Suas dúvidas não são especulativas. Ele é sincero no que fala. Ele não duvida da existência do Senhor, mas fala com alguém que é vivo: “Não és tu desde a eternidade, ó SENHOR, meu Deus, ó meu Santo?” (1.12 a). O problema é o seu não entendimento da imobilidade divina diante do sofrimento do justo: “Até quando, SENHOR, clamarei eu, e tu não me escutarás? Gritar-te-ei: Violência! E não salvarás?” (1.2).
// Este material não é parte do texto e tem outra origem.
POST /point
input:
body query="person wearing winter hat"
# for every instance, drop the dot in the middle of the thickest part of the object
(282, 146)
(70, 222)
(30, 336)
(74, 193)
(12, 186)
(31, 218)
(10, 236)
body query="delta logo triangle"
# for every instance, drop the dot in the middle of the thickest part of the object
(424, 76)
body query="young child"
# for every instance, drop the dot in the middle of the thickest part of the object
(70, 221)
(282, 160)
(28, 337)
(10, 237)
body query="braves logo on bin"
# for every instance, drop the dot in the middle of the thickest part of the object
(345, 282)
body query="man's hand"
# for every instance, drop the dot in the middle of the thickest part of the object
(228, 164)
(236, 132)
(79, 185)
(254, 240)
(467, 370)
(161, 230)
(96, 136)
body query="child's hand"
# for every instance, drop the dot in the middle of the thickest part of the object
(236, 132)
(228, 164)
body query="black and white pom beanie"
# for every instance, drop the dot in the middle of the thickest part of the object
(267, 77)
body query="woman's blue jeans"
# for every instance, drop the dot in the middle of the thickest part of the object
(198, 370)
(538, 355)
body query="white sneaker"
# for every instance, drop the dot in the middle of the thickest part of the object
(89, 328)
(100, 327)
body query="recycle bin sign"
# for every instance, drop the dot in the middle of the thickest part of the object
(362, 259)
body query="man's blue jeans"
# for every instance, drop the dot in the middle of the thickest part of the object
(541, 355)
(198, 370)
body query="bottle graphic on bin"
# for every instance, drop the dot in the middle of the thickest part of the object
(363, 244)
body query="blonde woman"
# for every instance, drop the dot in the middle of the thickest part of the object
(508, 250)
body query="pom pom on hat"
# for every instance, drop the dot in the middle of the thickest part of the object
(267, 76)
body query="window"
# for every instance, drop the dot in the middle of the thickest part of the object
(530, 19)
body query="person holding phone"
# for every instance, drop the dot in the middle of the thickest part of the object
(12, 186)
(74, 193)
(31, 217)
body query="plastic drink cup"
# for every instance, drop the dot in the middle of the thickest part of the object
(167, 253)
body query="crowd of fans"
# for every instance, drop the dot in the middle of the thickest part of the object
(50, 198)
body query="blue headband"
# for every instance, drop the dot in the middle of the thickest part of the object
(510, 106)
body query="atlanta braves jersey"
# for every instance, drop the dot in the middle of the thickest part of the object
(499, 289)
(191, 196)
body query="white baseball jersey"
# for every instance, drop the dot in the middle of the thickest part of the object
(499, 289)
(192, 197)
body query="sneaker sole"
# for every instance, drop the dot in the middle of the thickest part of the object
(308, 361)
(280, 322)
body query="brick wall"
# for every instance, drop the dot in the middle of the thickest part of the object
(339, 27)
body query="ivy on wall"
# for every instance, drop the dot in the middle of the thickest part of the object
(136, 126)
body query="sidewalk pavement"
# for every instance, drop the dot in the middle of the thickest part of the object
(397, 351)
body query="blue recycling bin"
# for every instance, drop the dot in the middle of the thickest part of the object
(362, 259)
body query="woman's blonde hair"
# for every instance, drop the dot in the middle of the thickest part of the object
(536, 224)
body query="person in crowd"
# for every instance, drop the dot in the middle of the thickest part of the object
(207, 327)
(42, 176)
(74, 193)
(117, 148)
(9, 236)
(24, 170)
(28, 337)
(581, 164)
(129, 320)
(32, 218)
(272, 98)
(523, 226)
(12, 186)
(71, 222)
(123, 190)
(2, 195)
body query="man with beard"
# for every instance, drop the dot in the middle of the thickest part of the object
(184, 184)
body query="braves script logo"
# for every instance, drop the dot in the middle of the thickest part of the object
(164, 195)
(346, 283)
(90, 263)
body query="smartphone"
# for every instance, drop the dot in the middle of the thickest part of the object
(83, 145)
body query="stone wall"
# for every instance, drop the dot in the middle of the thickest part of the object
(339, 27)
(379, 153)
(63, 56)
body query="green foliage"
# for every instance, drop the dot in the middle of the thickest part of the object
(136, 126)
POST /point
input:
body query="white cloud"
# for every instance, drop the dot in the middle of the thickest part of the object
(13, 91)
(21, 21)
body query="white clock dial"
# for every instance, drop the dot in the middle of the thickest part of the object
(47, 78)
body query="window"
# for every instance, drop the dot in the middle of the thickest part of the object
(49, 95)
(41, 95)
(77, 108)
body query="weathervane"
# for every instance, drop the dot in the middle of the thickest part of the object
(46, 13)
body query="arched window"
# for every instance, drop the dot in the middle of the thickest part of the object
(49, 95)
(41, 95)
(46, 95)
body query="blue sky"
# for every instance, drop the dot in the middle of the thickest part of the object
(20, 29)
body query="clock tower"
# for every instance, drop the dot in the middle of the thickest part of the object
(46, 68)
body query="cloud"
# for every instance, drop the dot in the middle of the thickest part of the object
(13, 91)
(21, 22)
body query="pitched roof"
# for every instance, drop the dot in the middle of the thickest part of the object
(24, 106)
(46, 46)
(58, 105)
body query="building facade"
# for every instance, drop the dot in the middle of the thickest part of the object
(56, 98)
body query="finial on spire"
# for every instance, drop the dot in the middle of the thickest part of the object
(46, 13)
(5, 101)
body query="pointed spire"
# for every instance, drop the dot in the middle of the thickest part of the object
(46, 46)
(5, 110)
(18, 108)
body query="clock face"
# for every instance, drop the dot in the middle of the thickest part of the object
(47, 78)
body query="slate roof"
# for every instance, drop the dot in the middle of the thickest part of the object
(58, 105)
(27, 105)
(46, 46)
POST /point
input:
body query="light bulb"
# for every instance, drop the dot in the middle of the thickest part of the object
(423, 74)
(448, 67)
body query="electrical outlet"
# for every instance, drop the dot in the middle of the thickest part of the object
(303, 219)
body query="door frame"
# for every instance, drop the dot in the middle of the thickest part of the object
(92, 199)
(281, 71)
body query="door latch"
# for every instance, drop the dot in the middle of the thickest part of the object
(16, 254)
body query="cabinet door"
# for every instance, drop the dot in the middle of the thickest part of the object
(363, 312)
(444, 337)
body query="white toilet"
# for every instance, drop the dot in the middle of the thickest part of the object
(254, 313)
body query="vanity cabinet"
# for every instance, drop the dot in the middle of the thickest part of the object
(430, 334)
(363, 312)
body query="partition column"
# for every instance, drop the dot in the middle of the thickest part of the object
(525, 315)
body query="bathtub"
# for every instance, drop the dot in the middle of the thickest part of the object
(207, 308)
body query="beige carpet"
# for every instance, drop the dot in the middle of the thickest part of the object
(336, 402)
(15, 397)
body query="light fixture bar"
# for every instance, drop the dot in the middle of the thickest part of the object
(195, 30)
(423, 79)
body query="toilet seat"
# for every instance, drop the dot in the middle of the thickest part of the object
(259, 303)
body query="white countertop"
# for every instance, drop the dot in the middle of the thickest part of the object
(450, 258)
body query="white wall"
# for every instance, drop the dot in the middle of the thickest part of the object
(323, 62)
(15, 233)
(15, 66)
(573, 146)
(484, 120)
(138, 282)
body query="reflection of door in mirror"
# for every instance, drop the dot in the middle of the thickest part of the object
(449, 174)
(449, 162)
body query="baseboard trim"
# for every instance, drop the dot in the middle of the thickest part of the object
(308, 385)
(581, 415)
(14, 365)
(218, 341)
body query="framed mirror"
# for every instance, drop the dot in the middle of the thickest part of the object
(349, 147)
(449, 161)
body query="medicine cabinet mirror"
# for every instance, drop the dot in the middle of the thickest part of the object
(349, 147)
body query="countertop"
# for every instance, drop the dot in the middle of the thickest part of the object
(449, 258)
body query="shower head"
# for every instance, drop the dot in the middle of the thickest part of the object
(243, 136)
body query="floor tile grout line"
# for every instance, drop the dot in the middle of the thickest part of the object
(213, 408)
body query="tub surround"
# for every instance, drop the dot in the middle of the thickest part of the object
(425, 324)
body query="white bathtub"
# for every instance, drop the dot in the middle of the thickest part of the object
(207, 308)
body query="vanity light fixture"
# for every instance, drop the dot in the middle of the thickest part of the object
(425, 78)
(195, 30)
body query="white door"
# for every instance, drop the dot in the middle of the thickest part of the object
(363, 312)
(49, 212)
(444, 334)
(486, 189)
Habacuque ensina algo que parece paradoxal: A dúvida não é necessariamente inimiga de fé; desesperança não precisa ser considerada como o oposto da esperança. Para ele fé e razão não se anulam, como afirma Isaltino (Habacuque, Nosso Contemporâneo, p.18). Em momento algum se afirma na Bíblia que pensar ou questionar seja pecado. Pecado é a queixa sem sentido ou meramente especulativa. Não é o caso do profeta. Ele expõe seus problemas existenciais na certeza que o Senhor vai lhe falar: “Pôr-me-ei na minha torre de vigia, colocar-me-ei sobre a fortaleza e vigiarei para ver o que Deus me dirá e que resposta eu terei à minha queixa.” (2.1).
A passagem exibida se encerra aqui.